Primacy
- Formerly: Acsys Interactive
- Company type: Digital Marketing Agency
- Industry: Digital Marketing Agency, Digital Strategy, Marketing
- Founded: 1994
- Founder: Stan Valencis
- Headquarters: West Palm Beach, FL, Farmington, CT, Boston, MA, West Palm Beach, FL
- Number of locations: 3
- Area served: Worldwide
- Number of employees: 120
- Website: www.theprimacy.com

= Primacy (company) =

Primacy (formerly known as Acsys Interactive) is an independent digital agency with offices in West Palm Beach, FL, Boston, MA, and Farmington, Connecticut.

Primacy provides clients in the consumer goods, financial services, health care, manufacturing, and higher education industries with strategy, design and user experience, marketing, technology, branding, mobile, media planning and buying, cybersecurity, accessibility, and other services.

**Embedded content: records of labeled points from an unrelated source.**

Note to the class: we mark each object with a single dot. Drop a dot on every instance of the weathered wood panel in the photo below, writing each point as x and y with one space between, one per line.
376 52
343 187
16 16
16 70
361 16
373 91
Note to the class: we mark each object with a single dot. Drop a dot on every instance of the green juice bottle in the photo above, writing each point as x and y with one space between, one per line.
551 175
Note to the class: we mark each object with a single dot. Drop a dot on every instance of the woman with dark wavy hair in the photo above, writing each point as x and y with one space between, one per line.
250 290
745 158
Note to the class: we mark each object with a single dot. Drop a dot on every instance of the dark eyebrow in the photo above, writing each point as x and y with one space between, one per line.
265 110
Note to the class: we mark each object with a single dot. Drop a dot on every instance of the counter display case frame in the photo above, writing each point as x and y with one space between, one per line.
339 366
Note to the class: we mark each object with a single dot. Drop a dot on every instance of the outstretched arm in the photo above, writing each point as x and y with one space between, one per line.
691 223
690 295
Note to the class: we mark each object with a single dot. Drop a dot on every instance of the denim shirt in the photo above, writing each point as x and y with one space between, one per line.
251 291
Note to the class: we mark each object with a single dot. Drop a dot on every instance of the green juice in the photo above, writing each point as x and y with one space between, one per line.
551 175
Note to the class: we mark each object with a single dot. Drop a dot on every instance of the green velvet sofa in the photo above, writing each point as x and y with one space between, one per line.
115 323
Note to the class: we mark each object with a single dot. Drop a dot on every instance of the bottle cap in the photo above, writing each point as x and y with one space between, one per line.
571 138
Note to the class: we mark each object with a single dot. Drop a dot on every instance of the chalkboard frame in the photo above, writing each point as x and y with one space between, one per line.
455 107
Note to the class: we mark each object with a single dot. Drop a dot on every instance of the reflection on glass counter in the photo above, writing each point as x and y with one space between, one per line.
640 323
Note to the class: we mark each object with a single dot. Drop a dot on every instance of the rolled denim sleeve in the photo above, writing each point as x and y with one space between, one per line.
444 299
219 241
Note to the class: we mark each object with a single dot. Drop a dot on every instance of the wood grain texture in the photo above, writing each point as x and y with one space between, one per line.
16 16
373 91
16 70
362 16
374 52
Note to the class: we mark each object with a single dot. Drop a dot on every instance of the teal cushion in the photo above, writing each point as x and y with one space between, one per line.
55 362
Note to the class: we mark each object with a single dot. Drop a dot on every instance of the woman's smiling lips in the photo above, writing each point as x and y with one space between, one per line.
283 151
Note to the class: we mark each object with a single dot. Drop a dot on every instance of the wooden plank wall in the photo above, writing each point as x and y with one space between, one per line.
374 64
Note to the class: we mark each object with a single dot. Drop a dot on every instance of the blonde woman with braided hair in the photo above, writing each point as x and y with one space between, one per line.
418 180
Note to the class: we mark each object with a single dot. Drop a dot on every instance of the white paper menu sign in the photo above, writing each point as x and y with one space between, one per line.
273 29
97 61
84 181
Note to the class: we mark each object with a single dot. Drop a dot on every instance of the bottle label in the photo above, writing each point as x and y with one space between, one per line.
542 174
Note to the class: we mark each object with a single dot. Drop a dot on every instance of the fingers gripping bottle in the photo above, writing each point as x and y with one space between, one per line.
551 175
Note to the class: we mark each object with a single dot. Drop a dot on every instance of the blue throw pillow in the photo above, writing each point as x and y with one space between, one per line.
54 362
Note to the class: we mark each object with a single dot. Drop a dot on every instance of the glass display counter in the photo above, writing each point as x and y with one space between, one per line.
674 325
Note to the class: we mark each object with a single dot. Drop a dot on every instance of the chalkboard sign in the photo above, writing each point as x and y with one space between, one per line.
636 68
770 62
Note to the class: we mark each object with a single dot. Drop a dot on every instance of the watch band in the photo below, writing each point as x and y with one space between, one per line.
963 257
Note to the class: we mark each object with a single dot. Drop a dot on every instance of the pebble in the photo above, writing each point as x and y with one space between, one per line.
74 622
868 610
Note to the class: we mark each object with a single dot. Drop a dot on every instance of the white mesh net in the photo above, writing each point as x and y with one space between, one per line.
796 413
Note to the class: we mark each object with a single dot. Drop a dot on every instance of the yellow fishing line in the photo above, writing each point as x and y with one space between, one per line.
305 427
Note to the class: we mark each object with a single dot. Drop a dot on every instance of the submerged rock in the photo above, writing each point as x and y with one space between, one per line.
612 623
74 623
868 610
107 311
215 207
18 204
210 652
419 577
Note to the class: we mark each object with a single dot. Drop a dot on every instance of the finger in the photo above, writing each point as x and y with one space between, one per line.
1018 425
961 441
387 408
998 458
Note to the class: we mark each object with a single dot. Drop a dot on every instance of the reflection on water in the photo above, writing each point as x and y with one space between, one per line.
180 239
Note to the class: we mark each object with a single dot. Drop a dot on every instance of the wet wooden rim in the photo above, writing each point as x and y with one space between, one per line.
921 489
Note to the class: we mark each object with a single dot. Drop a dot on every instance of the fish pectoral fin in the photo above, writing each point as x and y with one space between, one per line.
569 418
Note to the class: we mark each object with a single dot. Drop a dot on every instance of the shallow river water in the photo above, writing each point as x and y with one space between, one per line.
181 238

Primacy was founded in 1994 by President Stan Valencis. It has 3 office branches in the United States, Farmington, New York, Boston and West Palm Beach. Incorporated in 1994 as Acsys Interactive, the company rebranded as Primacy in 2012 and moved into a newly renovated office building. The company employs over 120 people across their three locations.

Primacy received more than 40 awards in 2014, showing significant recognition in its industry. Recent awards have included Four eHealthcare Leadership Awards (2019), and the Gold Circle of Excellence Award from the Council for Advancement and Support of Education.

Additionally, Primacy has been featured in a number of reports from the independent research company, Forrester Research Inc., including Global Performance Marketing Agencies, Best Practices for Inclusive Design, B2B Marketing Agencies, and Digital Strategy firms for Digital Transformation in Healthcare.